Unsere Philosophie

Bildung für nachhaltige Entwicklung (BNE)

Der wichtigste Aspekt unserer Schulphilosophie ist die Bildung für nachhaltige Entwicklung (BNE).

Nachhaltige Entwicklung bedeutet, dass wir unser Zusammenleben so gestalten, damit alle Menschen heute und morgen ihre grundlegenden Bedürfnisse befriedigen, in Würde leben und sich frei entfalten können. Die Ressourcen des Planeten sollen dabei geschont werden.

So gehen in BNE Leseförderung, Methoden-, Team- und Kommunikationstraining, die Entwicklung pädagogischer Leitlinien innerhalb der Schulgemeinschaft und mit schulübergreifenden Kooperationspartnern sowie die Partnerschaft mit einer Schule im afrikanischen Ruanda als gleich wichtige Bausteine darin auf.

Ziele für nachhaltige Entwicklung

Mit der Agenda 30 hat sich die Weltgemeinschaft 17 Ziele für eine sozial, wirtschaftlich und ökologisch nachhaltige Entwicklung gesetzt. Mit der Agenda 2030 wird ein Gesamtziel verfolgt: Gesellschaften weltweit leben friedlich und nachhaltig zusammen. Nachhaltige Entwicklung braucht gesellschaftlichen Wandel. Um dies zu erreichen, ist Bildung für nachhaltige Entwicklung (BNE) essentiell. Als ein wichtiger Treiber für die Agenda 2030 knüpft sich BNE eng an die Agenda 2030 und ihre 17 globalen Nachhaltigkeitsziele.

Das aktuelle UNESCO-Programm „BNE 2030“ (2020 – 2030) baut auf das UNESCO-Weltaktionsprogramm BNE (WAP BNE 2015 – 2019) und die UN-Dekade BNE (2005-2014) auf. Die Weltkonferenz für „BNE 2030“ fand vom 17. bis 19. Mai 2021 in Berlin statt und wurde von der UNESCO und dem Bundesministerium für Bildung und Forschung (BMBF) veranstaltet. Als zentrales Ergebnis der Konferenz verabschiedeten die Teilnehmenden die Berliner Erklärung, in der sie zusichern, BNE für die kommenden zehn Jahre zu unterstützen und in allen Bildungsbereichen zu verankern.

Auf allen institutionellen Ebenen der Welt, auf völkerrechtlicher, europäischer, nationaler, bundesländer- und kommunaler Ebene ist Bildung für nachhaltige Entwicklung in zahlreichen Strategiepapieren und gesetzlichen Vorgaben klar als schulischer Auftrag festgeschrieben. Damit ist BNE nicht nur gewollt, sondern verbindlich gefordert und als integraler Bestandteil schulischer Aufgaben anerkannt.
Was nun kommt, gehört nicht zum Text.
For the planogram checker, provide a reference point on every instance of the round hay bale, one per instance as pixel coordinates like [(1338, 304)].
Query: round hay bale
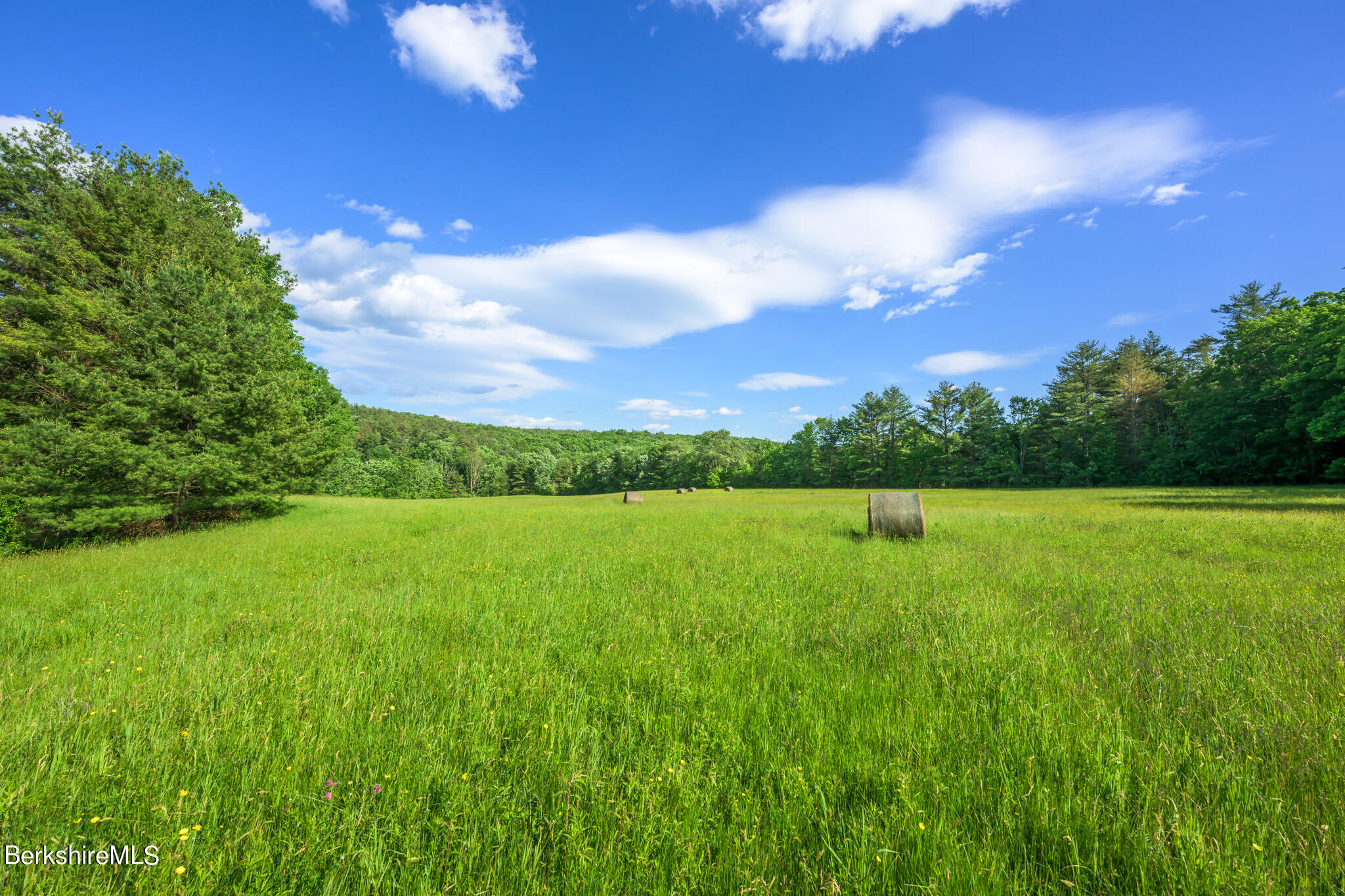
[(896, 515)]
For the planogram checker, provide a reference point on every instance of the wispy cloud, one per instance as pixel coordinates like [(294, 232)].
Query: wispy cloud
[(830, 30), (776, 382), (1017, 240), (1170, 195), (393, 223), (337, 10), (1134, 319), (460, 228), (1082, 218), (970, 362), (523, 421), (1188, 221), (659, 409), (386, 316)]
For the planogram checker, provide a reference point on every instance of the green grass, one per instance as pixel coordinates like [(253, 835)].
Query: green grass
[(1130, 691)]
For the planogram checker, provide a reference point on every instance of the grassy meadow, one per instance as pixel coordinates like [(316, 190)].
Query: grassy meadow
[(1071, 692)]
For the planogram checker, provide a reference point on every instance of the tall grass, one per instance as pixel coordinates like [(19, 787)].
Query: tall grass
[(1097, 692)]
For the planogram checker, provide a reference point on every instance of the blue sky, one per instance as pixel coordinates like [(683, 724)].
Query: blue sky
[(692, 215)]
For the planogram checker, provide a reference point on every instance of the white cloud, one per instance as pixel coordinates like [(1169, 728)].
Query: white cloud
[(862, 297), (404, 228), (943, 282), (662, 410), (1172, 194), (459, 230), (776, 382), (335, 9), (1082, 218), (1017, 240), (970, 362), (254, 221), (385, 314), (393, 224), (523, 421), (1132, 319), (464, 50), (1189, 221), (22, 123), (831, 28)]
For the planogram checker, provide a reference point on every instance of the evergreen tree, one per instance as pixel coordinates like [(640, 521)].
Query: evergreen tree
[(150, 372)]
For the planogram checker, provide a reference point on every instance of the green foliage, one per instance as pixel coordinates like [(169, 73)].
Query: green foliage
[(414, 456), (150, 372), (1132, 689), (1264, 403)]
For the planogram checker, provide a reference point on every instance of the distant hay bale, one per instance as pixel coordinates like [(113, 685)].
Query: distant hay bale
[(896, 515)]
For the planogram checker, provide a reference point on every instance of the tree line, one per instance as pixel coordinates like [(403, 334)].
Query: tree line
[(151, 378), (1264, 402)]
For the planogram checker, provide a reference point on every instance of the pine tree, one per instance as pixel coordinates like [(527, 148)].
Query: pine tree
[(151, 372)]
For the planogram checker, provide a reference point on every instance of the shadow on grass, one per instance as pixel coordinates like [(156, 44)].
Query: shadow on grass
[(1259, 500)]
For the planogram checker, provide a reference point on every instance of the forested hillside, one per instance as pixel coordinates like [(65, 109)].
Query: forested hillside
[(396, 454), (151, 377), (150, 370), (1261, 403)]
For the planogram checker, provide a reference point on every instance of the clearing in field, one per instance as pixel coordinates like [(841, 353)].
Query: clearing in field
[(1097, 692)]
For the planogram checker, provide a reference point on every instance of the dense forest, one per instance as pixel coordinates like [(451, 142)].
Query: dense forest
[(1261, 403), (150, 370), (151, 378), (396, 454)]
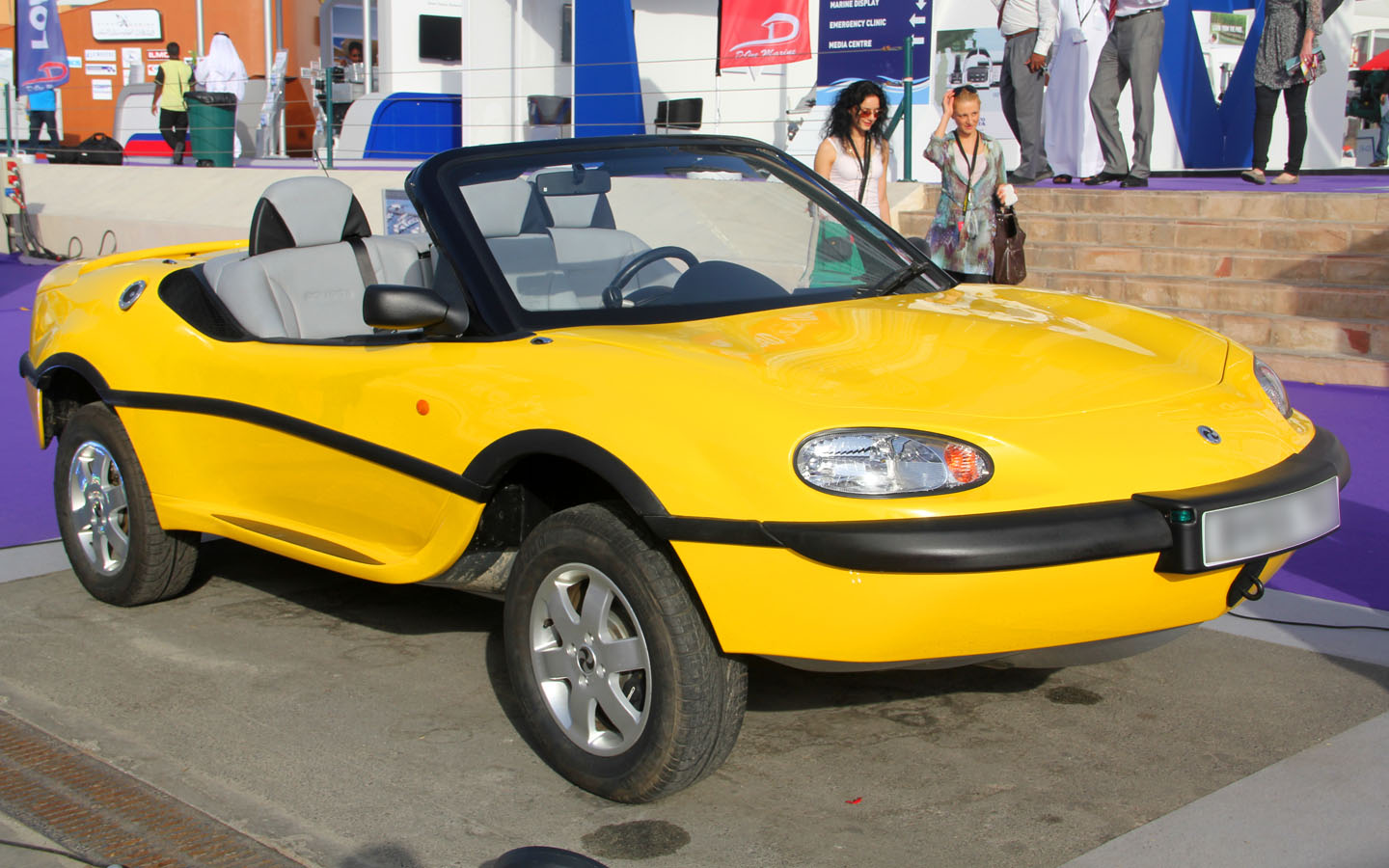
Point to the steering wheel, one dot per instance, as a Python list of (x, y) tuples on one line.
[(613, 292)]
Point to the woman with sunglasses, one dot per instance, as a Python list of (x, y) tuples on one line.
[(855, 151), (971, 178)]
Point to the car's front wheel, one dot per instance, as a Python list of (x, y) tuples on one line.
[(106, 517), (622, 688)]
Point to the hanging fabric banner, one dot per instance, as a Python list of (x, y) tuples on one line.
[(41, 57), (763, 32), (864, 40)]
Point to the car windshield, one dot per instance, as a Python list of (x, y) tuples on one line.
[(674, 231)]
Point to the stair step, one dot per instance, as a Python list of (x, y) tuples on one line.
[(1320, 368), (1196, 293), (1348, 270), (1299, 278), (1350, 339), (1246, 236), (1224, 205)]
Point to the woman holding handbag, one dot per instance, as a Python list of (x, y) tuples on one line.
[(1287, 62), (855, 151), (971, 178)]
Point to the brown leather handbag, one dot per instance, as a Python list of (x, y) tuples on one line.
[(1009, 262)]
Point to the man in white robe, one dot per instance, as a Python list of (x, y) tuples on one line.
[(221, 71), (1071, 142)]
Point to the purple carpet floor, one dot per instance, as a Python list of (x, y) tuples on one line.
[(1350, 564), (1366, 180), (25, 470), (1348, 567)]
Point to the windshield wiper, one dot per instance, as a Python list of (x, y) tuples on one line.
[(896, 280)]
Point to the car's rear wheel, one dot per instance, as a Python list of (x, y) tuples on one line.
[(106, 517), (622, 688)]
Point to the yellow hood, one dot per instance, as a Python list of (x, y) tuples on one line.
[(978, 352)]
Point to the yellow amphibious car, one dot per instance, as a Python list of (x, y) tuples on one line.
[(678, 401)]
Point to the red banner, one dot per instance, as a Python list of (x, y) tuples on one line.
[(761, 32)]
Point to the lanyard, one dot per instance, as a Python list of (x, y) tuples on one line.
[(862, 179), (968, 180)]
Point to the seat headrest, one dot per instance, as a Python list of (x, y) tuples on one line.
[(505, 208), (585, 211), (306, 213)]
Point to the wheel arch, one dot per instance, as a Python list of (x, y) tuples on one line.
[(575, 458), (66, 382), (533, 474)]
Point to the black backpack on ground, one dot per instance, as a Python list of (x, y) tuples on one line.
[(100, 149)]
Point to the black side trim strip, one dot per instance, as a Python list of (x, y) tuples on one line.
[(1024, 539), (492, 463), (366, 450), (978, 543), (40, 376), (726, 530)]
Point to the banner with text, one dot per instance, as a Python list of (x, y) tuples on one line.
[(763, 32), (40, 50), (865, 40)]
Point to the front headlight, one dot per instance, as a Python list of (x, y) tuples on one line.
[(871, 463), (1272, 388)]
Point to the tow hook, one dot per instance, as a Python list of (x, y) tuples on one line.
[(1246, 583)]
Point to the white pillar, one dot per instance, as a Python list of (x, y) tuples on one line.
[(366, 41), (270, 41)]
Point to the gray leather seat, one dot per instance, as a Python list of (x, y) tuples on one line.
[(310, 261), (511, 220), (590, 250)]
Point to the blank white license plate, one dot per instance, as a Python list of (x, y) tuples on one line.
[(1252, 529)]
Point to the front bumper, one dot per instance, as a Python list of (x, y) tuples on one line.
[(1155, 523)]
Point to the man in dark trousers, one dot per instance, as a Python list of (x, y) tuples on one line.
[(1028, 29), (1130, 54), (173, 81)]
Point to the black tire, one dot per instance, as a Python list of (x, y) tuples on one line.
[(119, 552), (684, 699)]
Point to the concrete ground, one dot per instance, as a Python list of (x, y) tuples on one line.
[(352, 725)]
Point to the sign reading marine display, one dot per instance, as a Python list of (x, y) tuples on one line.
[(763, 32), (117, 25), (865, 40)]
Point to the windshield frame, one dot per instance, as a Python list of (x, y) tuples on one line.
[(435, 189)]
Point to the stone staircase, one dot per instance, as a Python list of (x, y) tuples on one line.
[(1300, 278)]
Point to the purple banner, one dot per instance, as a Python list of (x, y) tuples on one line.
[(41, 57)]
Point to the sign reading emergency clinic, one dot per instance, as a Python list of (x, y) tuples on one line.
[(865, 38), (114, 25)]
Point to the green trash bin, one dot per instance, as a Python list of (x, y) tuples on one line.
[(211, 126)]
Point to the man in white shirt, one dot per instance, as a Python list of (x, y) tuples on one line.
[(1028, 31), (1130, 54)]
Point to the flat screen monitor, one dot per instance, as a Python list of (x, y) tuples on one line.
[(441, 38)]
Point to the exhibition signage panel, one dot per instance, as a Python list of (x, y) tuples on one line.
[(114, 25), (763, 32), (864, 40)]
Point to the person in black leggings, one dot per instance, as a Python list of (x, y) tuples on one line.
[(1291, 28)]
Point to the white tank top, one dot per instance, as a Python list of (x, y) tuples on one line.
[(846, 173)]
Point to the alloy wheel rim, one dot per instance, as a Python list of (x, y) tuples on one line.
[(98, 507), (590, 660)]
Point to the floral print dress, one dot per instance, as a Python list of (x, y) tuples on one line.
[(962, 239)]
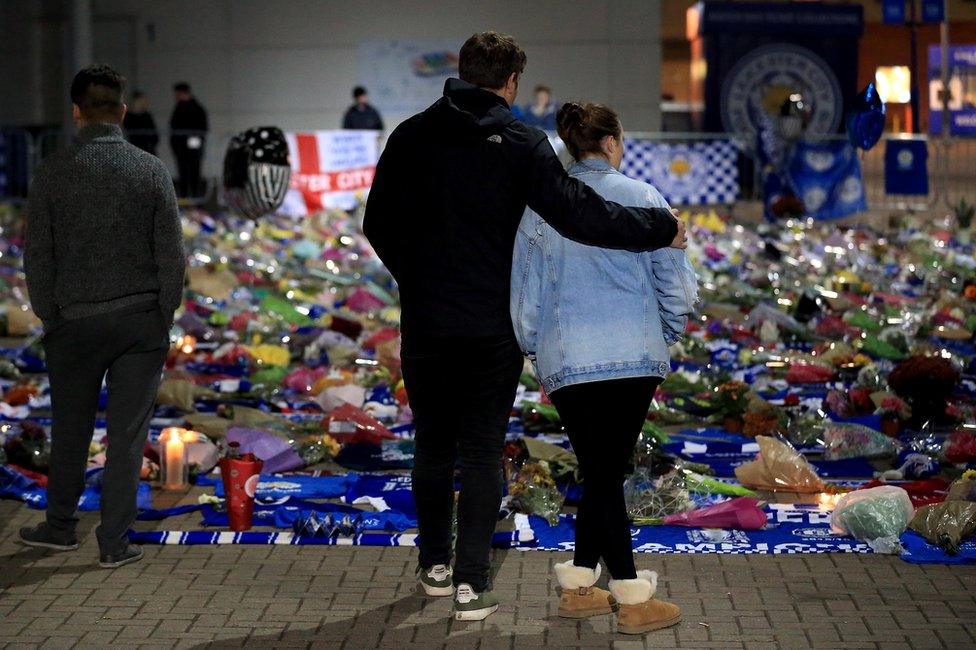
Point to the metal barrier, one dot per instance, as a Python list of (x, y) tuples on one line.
[(951, 165)]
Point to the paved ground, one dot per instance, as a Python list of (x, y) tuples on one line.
[(330, 597)]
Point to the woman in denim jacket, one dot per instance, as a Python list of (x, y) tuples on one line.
[(597, 324)]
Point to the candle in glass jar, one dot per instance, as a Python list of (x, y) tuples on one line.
[(174, 459)]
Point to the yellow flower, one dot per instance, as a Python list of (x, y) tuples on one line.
[(273, 355)]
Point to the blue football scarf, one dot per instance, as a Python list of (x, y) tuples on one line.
[(280, 487), (791, 530), (919, 551), (500, 540), (14, 485)]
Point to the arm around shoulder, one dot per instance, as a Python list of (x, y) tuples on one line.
[(577, 212)]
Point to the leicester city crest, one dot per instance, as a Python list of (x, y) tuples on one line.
[(766, 78)]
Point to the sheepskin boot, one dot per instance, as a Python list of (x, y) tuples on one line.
[(579, 598), (639, 611)]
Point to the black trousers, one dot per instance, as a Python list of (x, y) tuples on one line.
[(461, 420), (129, 348), (188, 163), (603, 420)]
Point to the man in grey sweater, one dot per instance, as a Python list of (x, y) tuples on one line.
[(104, 261)]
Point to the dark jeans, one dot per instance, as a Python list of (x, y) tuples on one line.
[(188, 162), (603, 420), (129, 347), (461, 419)]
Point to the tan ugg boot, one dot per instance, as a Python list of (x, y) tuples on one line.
[(579, 598), (639, 611)]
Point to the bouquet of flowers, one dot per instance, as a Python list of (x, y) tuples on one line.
[(764, 419), (852, 403), (533, 491), (731, 401), (892, 407), (926, 382)]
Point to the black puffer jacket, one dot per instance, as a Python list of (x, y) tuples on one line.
[(447, 199)]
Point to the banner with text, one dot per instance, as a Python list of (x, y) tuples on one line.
[(405, 77), (330, 170)]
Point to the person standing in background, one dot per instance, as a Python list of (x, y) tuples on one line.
[(188, 132), (104, 262), (139, 125), (542, 112), (362, 115)]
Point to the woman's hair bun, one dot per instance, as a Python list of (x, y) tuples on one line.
[(571, 115), (582, 127)]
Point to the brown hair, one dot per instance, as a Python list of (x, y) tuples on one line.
[(488, 59), (583, 126), (97, 90)]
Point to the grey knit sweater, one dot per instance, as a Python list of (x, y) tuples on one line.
[(103, 230)]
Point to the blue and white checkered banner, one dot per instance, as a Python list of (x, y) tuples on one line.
[(827, 178), (700, 173)]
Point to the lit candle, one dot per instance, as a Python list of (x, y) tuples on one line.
[(186, 344), (174, 459)]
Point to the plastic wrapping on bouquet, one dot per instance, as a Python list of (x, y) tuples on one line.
[(240, 477)]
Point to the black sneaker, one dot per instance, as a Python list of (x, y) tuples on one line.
[(128, 555), (43, 536)]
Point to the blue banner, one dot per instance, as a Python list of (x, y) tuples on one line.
[(893, 12), (906, 167), (701, 173), (962, 85), (827, 178), (933, 11)]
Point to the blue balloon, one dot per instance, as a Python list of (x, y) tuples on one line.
[(866, 119)]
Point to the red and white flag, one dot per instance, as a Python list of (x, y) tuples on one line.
[(330, 170)]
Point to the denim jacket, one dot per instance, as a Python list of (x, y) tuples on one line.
[(585, 314)]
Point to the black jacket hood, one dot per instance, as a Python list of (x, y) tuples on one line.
[(468, 108)]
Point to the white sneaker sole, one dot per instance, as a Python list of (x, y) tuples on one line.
[(475, 614), (437, 592), (50, 545)]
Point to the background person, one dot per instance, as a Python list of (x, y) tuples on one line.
[(362, 114), (541, 113), (139, 125), (443, 211), (560, 303), (104, 264), (188, 133)]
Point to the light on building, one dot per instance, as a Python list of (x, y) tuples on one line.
[(894, 84)]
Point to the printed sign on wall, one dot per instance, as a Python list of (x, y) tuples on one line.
[(405, 77), (330, 169)]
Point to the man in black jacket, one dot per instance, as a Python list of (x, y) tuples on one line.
[(362, 114), (188, 132), (443, 212)]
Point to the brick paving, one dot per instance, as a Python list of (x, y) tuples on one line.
[(331, 597)]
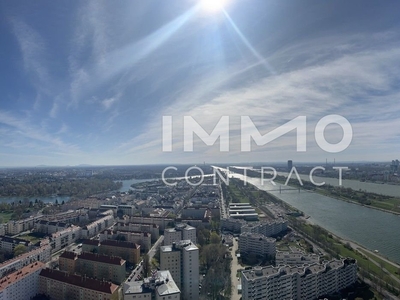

Auf Landesebene findet sich Bildung für Nachhaltige Entwicklung in der Zukunftskonzeption: Bildung für Nachhaltige Entwicklung in RLP 2015+. Arbeitsgemeinschaft Natur- und Umweltbildung (ANU) Rheinland-Pfalz (2015). Außerdem auch in der Nachhaltigkeitsstrategie Rheinland-Pfalz. Fortschreibung. Ministerium für Wirtschaft, Verkehr, Landwirtschaft und Weinbau Rheinland-Pfalz: (2019).

Im Schulgesetz (SchulG) Rheinland-Pfalz (§1 (2). Ministerium für Bildung Rheinland-Pfalz) heißt es „[Schule] vermittelt Kenntnisse und Fertigkeiten mit dem Ziel […] Verantwortungsbewusstsein für Natur, Umwelt und die globalen Nachhaltigkeitsziele zu fördern sowie zur Erfüllung der Aufgaben in Staat, Gesellschaft und Beruf zu befähigen.

Das pädagogische Landesinstitut unterstützt im Auftrag des Bildungsministeriums Schulen bei der Umsetzung von Bildung für Nachhaltige Entwicklung. Dabei haben Schulen ein breitgefächertes Angebot zur Nutzung:

  • Bildung für nachhaltige Entwicklung (BNE) in Schule
  • Klimabildung
  • BNE-Fachtagung
  • Landeskoordination BNE/Globales Lernen
  • spezielle Angebote für Schulleitungen und für die Lehrkräfteausbildung
  • Runder Tisch Klimabildung
  • Fortbildungen
  • Netzwerke, schulisch und außerschulisch
  • Jugendpartizipation
  • Verkehrserziehung

Bildung für nachhaltige Entwicklung verstehen wir als Gesamtkonzept für unsere Schule und Schulgemeinschaft.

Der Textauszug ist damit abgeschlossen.